今回は実際に史料をご覧いただいて読解してみようと思います。

『類聚三代格』を使って、史料読解と古文書の基礎知識を解説します。

『類聚三代格』とは

先に『類聚三代格(るいじゅさんだいきゃく)』について簡単に説明しておきます。

古代は「律令」という現代で言う法律が定められていました。律は刑法、令はそれ以外の法律です。

この律令の修正法が「格(きゃく)」です。『弘仁格』『貞観格』『延喜格』が作られ、これらに収録された有効法をまとめて分類・編集したものが『類聚三代格』です。

律令制の実態や変遷を研究するうえで重要な史料です。僕個人の感想ですが、古代史研究で最もおもしろい史料だと思います。

『類聚三代格』応禁断両京僣奢喪儀事

史料読解の例として紹介するのは『類聚三代格』の中にある「応禁断両京僣奢喪儀事」という条文。

僕が大学2回生の時のゼミでレポートを書いた条文でございます。

まずは条文の原文をご覧ください。返り点は『国史大系』によるものです。

太政官符

 応断両京僣奢喪儀

右被右大臣宣称。奉 勅。送終之礼必従省要。如聞。豪富之室。市郭之人。猶競奢靡不遵典法。遂敢妄結隊伍仮設幡鐘。諸如此類不勝言。貴賤既無等差。資材空為損耗。既窆之後酣酔而帰。非唯虧損風教。実亦深蠹公私。宜下二所司厳加捉搦。自今以後勿使更然。其有官司相知故縦者。与所犯人並科違勅罪。仍於所在条坊及要路明加牓示

  延暦十一年七月廿七日

読み下し文

  1. 太政官符す
  2. 応に両京喪儀を僣奢(せんしゃ)することを禁断すべき事
  3. 右、右大臣の宣を被るに称(いは)く、
  4. (闕字)(ちょく)を奉(うけたまは)るに、送終の礼は必ず省要に従へ。
  5. 聞くならく、豪富の室、市郭の人、猶お奢靡(しゃび)を競ひて典法に遵はず。遂には敢て妄りに隊伍を結び、仮に幡鐘を設ける。諸(もろもろ)(かく)の如きの類、勝言すべからず。貴賤既に等差なく、資材空しく損耗を為し、既に窆(ほうむ)るの後酣酔して帰る。唯(ただ)風教を虧損するのみにあらず、実に亦た公私を深く蠹(むしば)む。
  6. 宜しく所司をして厳かに捉搦(そくじゃく)を加ふべし。自今以後(じこんいご)、更に然らしむることなかれ。其れ官司相知りて故に縦(ゆる)さば、所犯の人と並びに違勅罪(いちょくざい)を科せ。仍りて所在の条坊及び要路に明らかに牓示(ぼうじ)を加えよ。
  7. 延暦十一年七月二十七日

1. 太政官符す

符とは律令制において上級の官司が下級の官司に命令を下すための公文書です。

この場合は律令の最高国家機関である太政官から出された符で、太政官符(だじょうかんぷ)と称されています。
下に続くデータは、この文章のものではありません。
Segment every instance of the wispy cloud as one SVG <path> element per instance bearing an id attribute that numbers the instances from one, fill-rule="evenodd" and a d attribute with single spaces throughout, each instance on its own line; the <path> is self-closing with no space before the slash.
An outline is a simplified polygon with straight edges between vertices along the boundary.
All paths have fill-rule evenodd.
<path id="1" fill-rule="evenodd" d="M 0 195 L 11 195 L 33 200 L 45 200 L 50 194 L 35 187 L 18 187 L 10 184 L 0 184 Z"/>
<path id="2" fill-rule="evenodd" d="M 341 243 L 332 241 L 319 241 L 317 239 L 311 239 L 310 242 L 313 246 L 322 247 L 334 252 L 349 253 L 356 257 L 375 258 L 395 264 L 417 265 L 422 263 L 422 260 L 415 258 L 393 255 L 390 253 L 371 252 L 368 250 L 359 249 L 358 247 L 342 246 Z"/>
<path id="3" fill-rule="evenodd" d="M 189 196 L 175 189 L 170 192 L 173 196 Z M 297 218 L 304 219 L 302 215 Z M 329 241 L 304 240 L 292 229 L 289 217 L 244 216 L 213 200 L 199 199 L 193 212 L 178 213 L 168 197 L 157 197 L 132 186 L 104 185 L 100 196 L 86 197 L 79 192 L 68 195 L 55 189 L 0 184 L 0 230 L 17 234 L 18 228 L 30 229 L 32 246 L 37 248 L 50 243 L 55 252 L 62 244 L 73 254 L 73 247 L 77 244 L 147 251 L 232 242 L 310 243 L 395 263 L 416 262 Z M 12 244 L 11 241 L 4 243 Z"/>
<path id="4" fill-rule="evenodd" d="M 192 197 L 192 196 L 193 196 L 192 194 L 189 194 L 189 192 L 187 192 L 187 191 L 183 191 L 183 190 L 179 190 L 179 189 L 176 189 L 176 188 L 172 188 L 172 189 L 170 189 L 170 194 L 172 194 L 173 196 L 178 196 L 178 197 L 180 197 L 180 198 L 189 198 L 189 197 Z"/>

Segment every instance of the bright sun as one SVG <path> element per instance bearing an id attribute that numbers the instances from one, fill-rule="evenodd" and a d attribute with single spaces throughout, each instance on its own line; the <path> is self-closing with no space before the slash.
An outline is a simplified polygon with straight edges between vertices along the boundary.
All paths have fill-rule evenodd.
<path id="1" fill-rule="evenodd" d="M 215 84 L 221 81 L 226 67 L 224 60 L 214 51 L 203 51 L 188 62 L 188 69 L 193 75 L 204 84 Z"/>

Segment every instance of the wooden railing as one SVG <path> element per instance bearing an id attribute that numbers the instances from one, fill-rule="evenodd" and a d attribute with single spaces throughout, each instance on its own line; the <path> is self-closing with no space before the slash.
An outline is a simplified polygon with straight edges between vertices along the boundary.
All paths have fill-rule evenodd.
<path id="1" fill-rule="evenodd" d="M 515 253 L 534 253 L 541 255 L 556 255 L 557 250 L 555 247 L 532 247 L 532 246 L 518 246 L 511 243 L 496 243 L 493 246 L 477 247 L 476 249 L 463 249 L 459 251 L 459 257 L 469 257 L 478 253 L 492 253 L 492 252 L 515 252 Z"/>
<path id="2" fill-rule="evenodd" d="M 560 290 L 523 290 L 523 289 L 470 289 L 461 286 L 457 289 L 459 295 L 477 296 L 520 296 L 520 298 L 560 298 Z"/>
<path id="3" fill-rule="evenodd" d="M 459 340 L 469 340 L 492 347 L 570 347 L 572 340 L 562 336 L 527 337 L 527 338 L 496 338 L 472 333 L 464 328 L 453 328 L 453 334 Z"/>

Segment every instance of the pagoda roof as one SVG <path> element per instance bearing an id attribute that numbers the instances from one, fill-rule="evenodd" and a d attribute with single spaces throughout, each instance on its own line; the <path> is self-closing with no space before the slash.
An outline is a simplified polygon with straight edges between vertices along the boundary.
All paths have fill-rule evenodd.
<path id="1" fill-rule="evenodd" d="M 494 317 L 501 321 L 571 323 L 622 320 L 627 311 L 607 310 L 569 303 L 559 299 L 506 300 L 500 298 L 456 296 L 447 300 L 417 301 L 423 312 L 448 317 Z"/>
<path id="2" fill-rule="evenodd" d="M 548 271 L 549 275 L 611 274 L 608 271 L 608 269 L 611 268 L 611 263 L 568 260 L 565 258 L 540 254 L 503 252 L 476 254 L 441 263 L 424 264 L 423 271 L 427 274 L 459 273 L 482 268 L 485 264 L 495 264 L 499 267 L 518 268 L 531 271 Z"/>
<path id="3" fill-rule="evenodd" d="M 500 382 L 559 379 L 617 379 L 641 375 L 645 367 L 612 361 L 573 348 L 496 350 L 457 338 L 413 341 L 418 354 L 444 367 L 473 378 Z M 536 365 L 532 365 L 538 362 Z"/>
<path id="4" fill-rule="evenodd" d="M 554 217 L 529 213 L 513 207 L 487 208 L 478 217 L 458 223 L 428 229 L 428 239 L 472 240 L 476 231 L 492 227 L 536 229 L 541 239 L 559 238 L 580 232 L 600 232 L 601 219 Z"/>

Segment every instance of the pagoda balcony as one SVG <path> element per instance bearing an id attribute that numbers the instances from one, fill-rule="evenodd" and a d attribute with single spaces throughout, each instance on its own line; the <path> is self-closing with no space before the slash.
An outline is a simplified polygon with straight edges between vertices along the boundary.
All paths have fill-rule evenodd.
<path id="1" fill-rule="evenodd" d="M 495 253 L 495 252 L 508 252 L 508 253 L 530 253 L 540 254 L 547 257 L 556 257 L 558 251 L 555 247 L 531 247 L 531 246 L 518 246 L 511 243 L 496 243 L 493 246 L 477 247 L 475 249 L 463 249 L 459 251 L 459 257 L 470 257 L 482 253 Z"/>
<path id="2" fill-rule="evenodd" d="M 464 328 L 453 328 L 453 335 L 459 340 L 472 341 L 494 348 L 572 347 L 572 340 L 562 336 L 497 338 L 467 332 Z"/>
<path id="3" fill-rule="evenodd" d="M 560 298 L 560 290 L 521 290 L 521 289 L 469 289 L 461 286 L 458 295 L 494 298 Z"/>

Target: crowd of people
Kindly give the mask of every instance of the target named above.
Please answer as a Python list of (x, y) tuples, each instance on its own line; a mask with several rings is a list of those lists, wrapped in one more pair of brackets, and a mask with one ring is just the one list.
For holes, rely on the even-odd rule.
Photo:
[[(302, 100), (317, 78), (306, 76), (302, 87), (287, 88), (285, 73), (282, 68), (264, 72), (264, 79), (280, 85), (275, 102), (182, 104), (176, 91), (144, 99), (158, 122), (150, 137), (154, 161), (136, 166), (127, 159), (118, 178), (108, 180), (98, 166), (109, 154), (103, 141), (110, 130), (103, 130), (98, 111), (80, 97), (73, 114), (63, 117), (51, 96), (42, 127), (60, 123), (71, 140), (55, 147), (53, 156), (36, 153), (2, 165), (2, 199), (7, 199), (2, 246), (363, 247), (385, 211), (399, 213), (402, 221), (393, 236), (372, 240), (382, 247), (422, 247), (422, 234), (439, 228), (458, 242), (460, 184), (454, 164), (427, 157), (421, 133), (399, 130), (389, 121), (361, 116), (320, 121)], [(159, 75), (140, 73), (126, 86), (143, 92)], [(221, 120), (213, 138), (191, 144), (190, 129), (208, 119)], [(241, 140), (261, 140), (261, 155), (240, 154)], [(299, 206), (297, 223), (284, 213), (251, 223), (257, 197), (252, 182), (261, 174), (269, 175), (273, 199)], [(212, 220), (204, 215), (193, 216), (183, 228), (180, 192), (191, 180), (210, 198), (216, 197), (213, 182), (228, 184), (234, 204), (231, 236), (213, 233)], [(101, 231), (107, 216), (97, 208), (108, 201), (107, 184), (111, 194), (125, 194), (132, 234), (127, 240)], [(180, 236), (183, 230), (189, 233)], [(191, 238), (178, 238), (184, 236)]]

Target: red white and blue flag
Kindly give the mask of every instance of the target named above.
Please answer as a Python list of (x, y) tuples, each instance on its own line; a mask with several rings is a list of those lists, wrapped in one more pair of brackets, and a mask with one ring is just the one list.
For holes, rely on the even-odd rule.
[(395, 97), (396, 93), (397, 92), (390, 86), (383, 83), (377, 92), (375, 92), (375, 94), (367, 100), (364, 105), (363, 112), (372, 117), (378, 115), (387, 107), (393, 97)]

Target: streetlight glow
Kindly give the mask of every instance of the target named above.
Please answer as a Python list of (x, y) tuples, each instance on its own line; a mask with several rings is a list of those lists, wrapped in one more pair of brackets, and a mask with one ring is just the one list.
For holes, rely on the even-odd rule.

読み下す場合は「太政官、符(ふ)す」と主語・述語の組み合わせで読みます。

2. 条文の表題

次に来るのは条文の表題です。この表題に条文の要旨が書かれています。

「応」は「まさに~すべし」という意味を表します。この応は「禁断」にかかっているので「まさに~禁断すべき事」と読み下します。

両京とは条坊制で都の行政区を左京と右京で分けたため、すなわち都全体のことを指しています。こういった法令文を読む時は、全国発布なのか範囲を限定しているのかも重要。裏を返せば都の外ではこの太政官符が無効ということです。

喪儀はお葬式、僣奢とは身分不相応な贅沢のことです。つまり「両京で身分不相応な葬式を禁断すべき事」という表題になります。

3. 導入部分

「右」というのは表題のことです。このブログでは横書きなので上に書かれていますが、実際は縦書きで右に書かれています。

右大臣は藤原継縄です。国史大系では注で書いてくれていますが、わからない場合は『公卿補任』を参照しましょう。

4. 闕字について

原文で「勅」の前に空白があるのがお気づきでしょうか。読み下しでは(闕字)と表しました。

闕字(けつじ)とは、天皇や天皇に関する用語が出てきた際に敬意を払って前に空白を置く慣習です。

現代の感覚で言えば、手紙や文書で相手方の名前の前に自分の名前や他の文章が来るのを嫌うのと似ていますね。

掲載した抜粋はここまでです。